The role and expectation reversal plays imminently throughout her works, such as the immature parent, or the disturbing doctor. This theme is repeated in The Tea-Party Cats, where power is explored cleverly, the cats admired and the protagonist fearful of her otherness, her “taillessness”. I love the assonance of that neologism, phonologically reminding me of ‘tastelessness’. Images of formality, overt prestige and suave manner intimidate the voice of the poem, but all under an impression of artificiality. I wonder if this poem is exploring the kinds of people that society looks up to, presented as a group of seemingly narcissistic cats, especially the final three lines which conclude by threatening the cats’ previously established ‘perfect’ image. I think there is something about cats that imply a kind of underhand, elegantly deft nature, seen in “whose whiskers nicely referenced their bowties.”

I really respect what Berry has done here because as a writer I find it difficult address issues in this kind of light-hearted tone. Dark and depressing definitely comes easier, but Berry’s poems are playful, genuinely fun to read. This is the kind of stuff I’d like to experiment with. Let me know what you think about this poem, I’d love to hear your view and if you get the chance I would recommend having a flick through the book.

The Tea-Party Cats

by Emily Berry

 

We’re suspicious of the tea-party cats;

we don’t know why. They all turned out so well

today and aired their charming characters;

they were so smart they frightened us to death.

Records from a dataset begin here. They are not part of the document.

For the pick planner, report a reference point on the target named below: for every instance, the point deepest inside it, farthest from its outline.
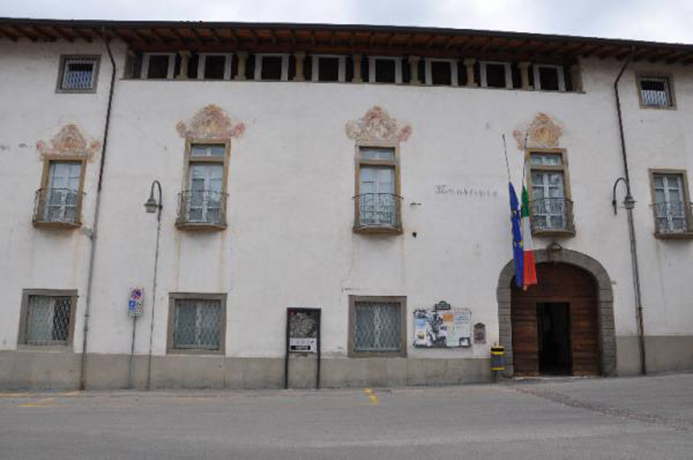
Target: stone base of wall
(664, 353)
(57, 370)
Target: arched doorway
(584, 281)
(554, 324)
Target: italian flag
(529, 277)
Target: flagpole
(507, 165)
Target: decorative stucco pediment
(210, 123)
(544, 132)
(377, 126)
(70, 141)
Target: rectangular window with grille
(549, 194)
(203, 202)
(671, 203)
(78, 74)
(47, 317)
(197, 323)
(59, 200)
(377, 326)
(378, 204)
(655, 91)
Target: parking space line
(372, 397)
(39, 403)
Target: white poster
(442, 328)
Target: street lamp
(152, 206)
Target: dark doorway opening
(553, 324)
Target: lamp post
(153, 206)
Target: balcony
(673, 220)
(201, 210)
(378, 213)
(58, 207)
(552, 217)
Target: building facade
(356, 170)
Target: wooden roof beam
(430, 41)
(83, 35)
(410, 40)
(159, 36)
(140, 36)
(451, 40)
(119, 34)
(486, 45)
(181, 38)
(234, 36)
(199, 37)
(11, 35)
(39, 33)
(21, 33)
(676, 55)
(62, 34)
(608, 51)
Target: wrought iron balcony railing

We longed to have their style and easy knack

of fitting in; we feared our taillessness

would show us up, or our sickly looking

skin. We tried our best all afternoon,

but nothing seemed to do – we spilled our tea

into the saucer, we couldn’t think of things

to say, we weren’t as dapper as these cats

whose whiskers nicely referenced their bowties.

We stood in corners, if you want to know,

nibbling biscuits though our mouths were dry.

Some of us slipped away before the end.

I stayed until the speeches, when the cats

thanked each other proudly, proposing

endless toasts; and then one of them exposed

a weakness, but quickly covered it up.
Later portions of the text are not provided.